John Bright on Biblical Intertextuality

John Bright, in his book The Kingdom of Godoffers a very historically-enriching and theologically-astute presentation of the kingdom which unifies the entire Bible.  I have benefitted much from reading it, especially in the way that he looks at the people under God’s rule as a unified and yet developing body of believers.  In this outline, he is much like Graeme Goldsworthy, who emphasizes God’s people, under God’s rule, in God’s place, but Bright’s pages are more comprehensive in scope, being filled with copious details about the kings of Israel, the dynasties of foreign nations, and the who’s, the when’s, and the how’s of Israel’s history. (It is noteworthy that Goldsworthy references Bright’s work at the end of many chapters in his book According to Plan). 

In The Kingdom of God, there are many helpful subjects, but I found this description of the Bible’s intertextuality most helpful.   He writes,

The Old Testament is, therefore, as it were, an incomplete book.  It is a story whose Author has not yet written the ending; it is a signpost pointing down a road whose destination–and surely its destination is a city, the City of God (Heb. 11:10, 16)–lies out of sight around many a bend.  [The OT] is a noble building indeed–but it lack a roof!

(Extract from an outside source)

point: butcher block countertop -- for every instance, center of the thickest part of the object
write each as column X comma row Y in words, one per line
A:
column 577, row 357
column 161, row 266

That roof, by its own affirmation, the New Testament supplies: in announcing in Christ the fulfillment of the hope of Israel it stands as the completion of the Old Testament.  But–and this must not be forgotten–to say that is at the same time to say that it cannot be understood to itself alone apart from the Old Testament.  If the Old Testament be a building without a roof, the New Testament alone may be very like a roof without a building–and that is a structure very hard to comprehend and very hard to hold up!  It is a structure that may be put to all sorts of uses and may shelter all sorts of things, but it is a structure which may be easily be knocked down.  By this we certainly do not mean to say the New Testament is merely an appendage of the Old, or to deny Christ is himself the cornerstone of a mighty building (1 Cor. 3:11; 1 Pet. 2:4-7), but only to insist that it is impossible to set the New Testament apart and to construct a purely New Testament religion without regard to the faith of Israel.

The New Testament rests on and is rooted in the Old.  To ignore this fact is a serious error in method, and one that is bound to lead to a fundamental misunderstanding of the Bible message.  he who commits it has disregarded the central affirmation of the New Testament gospel itself, namely Christ had come to make actual what the Old Testament hoped for, not to destroy it and replace it with a new and better faith (John Bright, The Kingdom of God [Nashville, TN: Abingdon, 1953]).

May we never stop marveling at the wisdom and beauty of God’s holy Word.